'Ex Libris' - in response to chosen writings, Newlyn Society of Artists at Tremenheere Gallery,
Penzance, Cornwall
3 - 21 April , Tues to Sunday, 11 - 4.30 Free admission.
The preview was full of people, many of them artists who knew one another, and had a lively buzz which errupted after an introductory talk. Dr. Ryya Bread curated the show.
Each work had the writing that inspired it also in the wall, not always exhibited at a good height for reading. Some of the writings were poems by very famous dead poets so that it was a challenge to respond with any visual art that could rival an often well known and loved piece.
The Newlyn Society having lost its original Newlyn Gallery space has found Neil Armstrong's attractive gallery next to his remarkable sculpture park, restaurant, shop and plant stall, is a useful alternative. Members, selected from applicants by a committee, have then to submit their works on a chosen theme for further selection each time the Society mount a show.
There is enough variety amongst probably 50 works for visitors to find something to like or hate, to make them think or of which to despair of making any sense.
Upstairs Susannah Clemence quoted from Milton's Paradise Lost where Eve is wondering whether to tell Adam about the tree of knowledge and her richly coloured oil painting showed Eve amongst foliage, holding an apple and nearby the serpent. I hadn't thought about this, that if the woman gave Adam the apple to eat there was a moment when she could decide to keep it for herself.
Nearby there was a painting of the coast from St.Agnes, showing patterns of light on the water. This was by Stuart Ross, but made more noteworthy by the words next to it 'Painting of a rice cake' which referenced a thirteenth century text, 'a painted rice cake does not satisfy hunger', and commentary about this, about the nature of reality and painted images. The two works held up equally as worthy of attention.
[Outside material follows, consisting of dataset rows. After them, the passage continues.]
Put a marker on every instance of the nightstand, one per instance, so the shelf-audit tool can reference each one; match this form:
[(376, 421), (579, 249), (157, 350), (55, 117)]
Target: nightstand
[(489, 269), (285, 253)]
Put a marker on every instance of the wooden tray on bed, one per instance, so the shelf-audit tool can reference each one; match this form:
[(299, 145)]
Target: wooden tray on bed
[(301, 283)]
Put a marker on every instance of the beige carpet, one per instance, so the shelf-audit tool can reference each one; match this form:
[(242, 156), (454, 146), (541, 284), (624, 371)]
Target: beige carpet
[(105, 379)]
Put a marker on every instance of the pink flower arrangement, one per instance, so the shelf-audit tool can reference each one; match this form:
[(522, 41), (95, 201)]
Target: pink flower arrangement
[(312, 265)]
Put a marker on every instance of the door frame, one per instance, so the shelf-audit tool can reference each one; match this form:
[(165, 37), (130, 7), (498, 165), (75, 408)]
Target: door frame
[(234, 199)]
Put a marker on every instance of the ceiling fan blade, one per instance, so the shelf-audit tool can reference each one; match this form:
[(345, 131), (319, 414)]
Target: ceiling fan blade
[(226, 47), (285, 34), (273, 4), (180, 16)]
Andrew Swan had etched on aluminium an image of a female head representing homeless women next to statistics about this outrageous circumstance and a stamp with the same head replacing that of the Queen, provocatively next to the lyrics of God Save the Queen.
Downstairs Duncan Walters offered a chalk drawing of a computer on slate done so understatedly and cleverly that I at first walked by it thinking it was a laptop. It was on a table with one leg propped up on books and called 'The reference section'.
Gordon Ellis - Brown offered 'Houston we have a problem' , as a title but also printed on his aluminium panel next to a group of women like Steptford wives, a smiling but sad looking group, almost merging into the background, maybe the wives of the spacemen, maybe representing the parallel exploration of how to rethink the status quo to accommodate the feminist demands of women in the second half of the twentieth century and beyond.
Karen Lorenz made reference to a Roland Barthes essay. Her work was about dementia, the death of the person in a way as broken up jumbled images on video played within a printed book, the text upside down and a tiny paper house on top. This was not only clever but very eloquently sorrowful.
A show with many memorable images which repays time and attention. A show which demanded that artists grapple with ideas and which maybe shows a welcome trend to comment on contemporary life seriously.